- Oncology drugs constitute the largest proportion of the Serbian pharmaceutical market, where Venus Remedies has so far secured five marketing approvals, all in the oncology space
- The company is banking on the product registration from Serbia to pave the way for faster approvals for other countries in Eastern Europe, the Balkan region
National, September 20, 2023: Signifying a major landmark in its pursuit of building on its oncology portfolio in South Eastern Europe, Venus Remedies Ltd, a well-known provider of affordable cancer drugs worldwide, has secured marketing authorisation from Serbia for gemcitabine and docetaxel, widely used chemotherapy drugs beneficial in the treatment of various types of cancer.
With this, the company has secured 511 marketing approvals for its oncology products across 66 countries.

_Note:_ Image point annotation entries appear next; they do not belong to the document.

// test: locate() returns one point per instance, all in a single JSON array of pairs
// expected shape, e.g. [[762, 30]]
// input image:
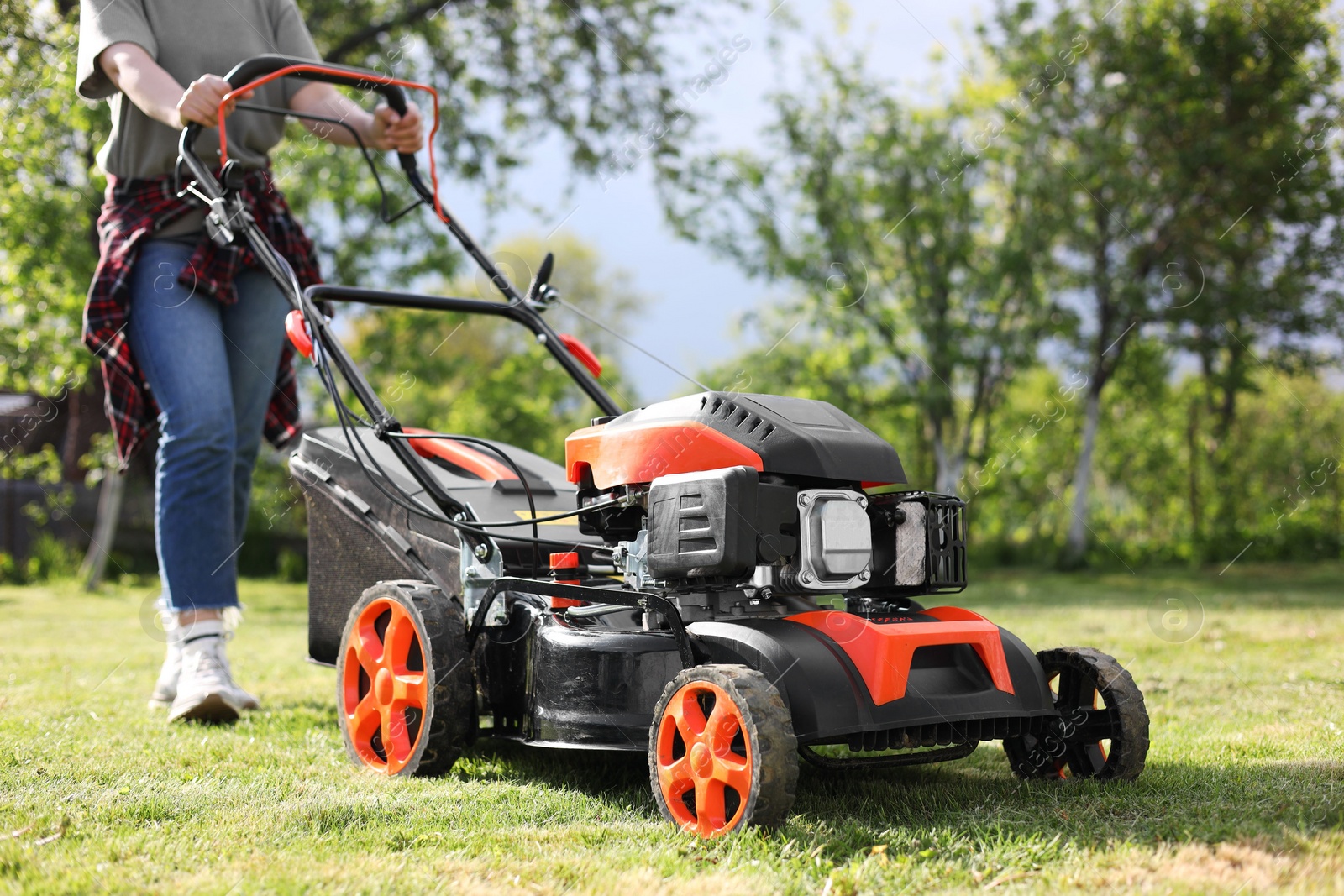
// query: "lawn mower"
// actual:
[[723, 580]]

Oncology drugs constitute the largest proportion of the Serbian pharmaceutical market (projected to reach US$397.40m in 2023), where Venus Remedies has secured five marketing approvals, all in the oncology space. The high prevalence of breast cancer, ovarian cancer, pancreatic cancer and cancers of the lung and intestine is a key driver of the global oncology market, which was valued at US$ 286.04 billion in 2021 and is projected to reach US$ 536.01 billion by 2029 at a compounded annual growth rate (CAGR) of 8.2 per cent from 2021 to 2030.
Terming the achievement as another important step towards achieving the company’s goal of emerging as a leading oncology medicine supplier from India in South Eastern Europe and the Balkan region, Aditi K. Chaudhary, President, International Business, Venus Remedies, said, “We have more than 40 marketing authorisations in South Eastern Europe and Balkan region, including nine for oncology drugs, and we are now banking on the product registrations for gemcitabine and docetaxel from Serbia to pave the way for faster approvals for cancer medicines in other countries in this part of Europe.”
Extending its reach in the Balkans and Eastern Europe, Venus Remedies secured a marketing authorisation for gemcitabine from Bosnia a few months ago, which was followed by marketing approvals for docetaxel from Georgia and two other key cancer drugs from Moldova.
“These marketing approvals will not only enable us to expand our operations to new geographies but also reaffirm our commitment to open new avenues for advanced cancer treatment. The marketing authorisation from Serbia is a significant milestone that will help improve access to affordable cancer drugs in the region.” said Aditi K. Chaudhary.